Search code examples
kotlinapache-flinkflink-streamingstream-processing

How to expire keyed state with TTL in Apache Flink?


I have a pipeline like this:

 env.addSource(kafkaConsumer)
            .keyBy { value -> value.f0 }
            .window(EventTimeSessionWindows.withGap(Time.minutes(2)))
            .reduce(::reduceRecord)
            .addSink(kafkaProducer)

I want to expire keyed data with a TTL.

Some blog posts point that I need a ValueStateDescriptor for that. I made one like this:

val desc = ValueStateDescriptor("val state", MyKey::class.java)
desc.enableTimeToLive(ttlConfig)

But how do I actually apply this descriptor to my pipeline so it will actually do the TTL expiry?


Solution

  • The pipeline you've described doesn't use any keyed state that would benefit from setting state TTL. The only keyed state in your pipeline is the contents of the session windows, and that state is being purged as soon as possible -- as the sessions close. (Furthermore, since you are using a reduce function, that state consists of just one value per key.)
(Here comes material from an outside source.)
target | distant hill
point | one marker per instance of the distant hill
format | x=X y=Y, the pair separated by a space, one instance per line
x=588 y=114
    For the most part, expiring state is only relevant for state you explicitly create, in which case you will have ready access to the state descriptor and can configure it to use State TTL. Flink SQL does create state on your behalf that might not automatically expire, in which case you will need to use Idle State Retention Time to configure it. The CEP library also creates state on your behalf, and in this case you should ensure that your patterns either eventually match or timeout.